Since the result has (up to) 8 bits, this is often called a 4x4->8
multiply.
The diagrams below are for a 32x32-->64 multiplier.
What about the control?
- 
    Always give the ALU the ADD operation
 - 
    Always send a 1 to the multiplicand to shift left
 - 
    Always send a 1 to the multiplier to shift right
 - 
    Pretty boring so far but
    
    - 
        Send a 1 to write line in product if and only if
        LOB multiplier is a 1
 - 
        I.e. send LOB to write line
 - 
        I.e. it really is pretty boring
    
 
 
This works!
But, when compared to the better solutions to come, is wasteful of
resourses and hence is
- 
    slower
 - 
    hotter
 - 
    bigger
 - 
    all these are bad
 
The product register must be 64 bits since the product can contain 64
bits.
Why is multiplicand register 64 bits?
- 
    So that we can shift it left
 - 
    I.e., for our convenience.  
    By this I mean it is not required by the problem specification,
    but only by the solution method chosen.
 
Why is ALU 64-bits?
- 
    Because the product is 64 bits
 - 
    But we are only adding a 32-bit quantity to the
    product at any one step.
 - 
    Hmmm.
 - 
    Maybe we can just pull out the correct bits from the product.
 - 
    Would be tricky to pull out bits in the middle
    because which bits to pull changes each step
 
POOF!!  ... as the smoke clears we see an idea.

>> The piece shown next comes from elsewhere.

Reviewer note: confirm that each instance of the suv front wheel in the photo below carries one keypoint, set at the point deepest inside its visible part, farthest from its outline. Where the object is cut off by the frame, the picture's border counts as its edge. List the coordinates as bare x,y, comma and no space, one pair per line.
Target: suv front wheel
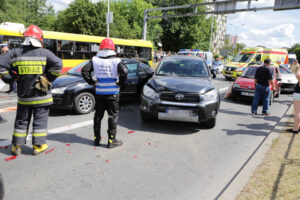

We can solve both problems at once
- 
    DON'T shift the multiplicand left
    
    - 
        Hence register is 32-bits.
    
 - 
        Also register need not be a shifter
    
 
    
 - 
    Instead shift the product right!
 - 
    Add the high-order (HO) 32-bits of product register to the
    multiplicand and place the result back into HO 32-bits
    
    - 
        Only do this if the current multiplier bit is one.
   
     - 
        Use the Carry Out of the sum as the new bit to shift
        in
        
     - 
        The book forgot the last point but their example used numbers
        too small to generate a carry
   
 
 
This results in the following algorithm
    product <- 0
    for i = 0 to 31
        if LOB of multiplier = 1
            (serial_in, product[32-63]) <- product[32-63] + multiplicand
        shift product right 1 bit
        shift multiplier right 1 bit
What about control
- 
    Just as boring as before
 - 
    Send (ADD, 1, 1)  to (ALU, multiplier (shift right), Product
    (shift right)). 
 - 
    Send LOB to Product (write).
 
Redo same example on board
A final trick (``gate bumming'', like code bumming of 60s).
- 
    There is a waste of registers, i.e. not full unilization.
    
    - 
        The multiplicand is fully unilized since we always need all 32 bits.
    
 - 
        But once we use a multiplier bit, we can toss it so we need
        less and less of the multiplier as we go along.
    
 - 
        And the product is half unused at beginning and only slowly ...
    
 - 
        POOF!!
    
 
    
 - 
    ``Timeshare'' the LO half of the ``product register''.
    
    - 
        In the beginning LO half contains the multiplier.
    
 - 
        Each step we shift right and more goes to product
        less to multiplier.
    
 
    
 - 
    The algorithm changes to:
 
    product[0-31] <- multiplier
    for i = 0 to 31
        if LOB of product = 1
            (serial_in, product[32-63]) <- product[32-63] + multiplicand
        shift product right 1 bit
Control again boring.
- Send (ADD, 1) to (ALU, Product (shift right)).
 - Send LOB to Product (write).
 
Redo the same example on the board.
The above was for unsigned 32-bit multiplication.
What about  signed multiplication.
- 
    Save the signs of the multiplier and multiplicand.
 - 
    Convert multiplier and multiplicand to non-neg numbers.
 - 
    Use above algorithm.
 - 
    Only use 31 steps not 32 since there are only 31 multiplier bits
    (the HOB of the multiplier is the sign bit, not a bit used for
    multiplying).
 - 
    Compliment product if original signs were different.
 
There are faster multipliers, but we are not covering them.
4.7: Division
We are skiping division.
4.8: Floating Point
We are skiping floating point.
4.9: Real Stuff: Floating Point in the PowerPC and 80x86
We are skiping floating point.
Homework:
Read 4.10 ``Fallacies and Pitfalls'', 4.11 ``Conclusion'', 
and 4.12 ``Historical Perspective''.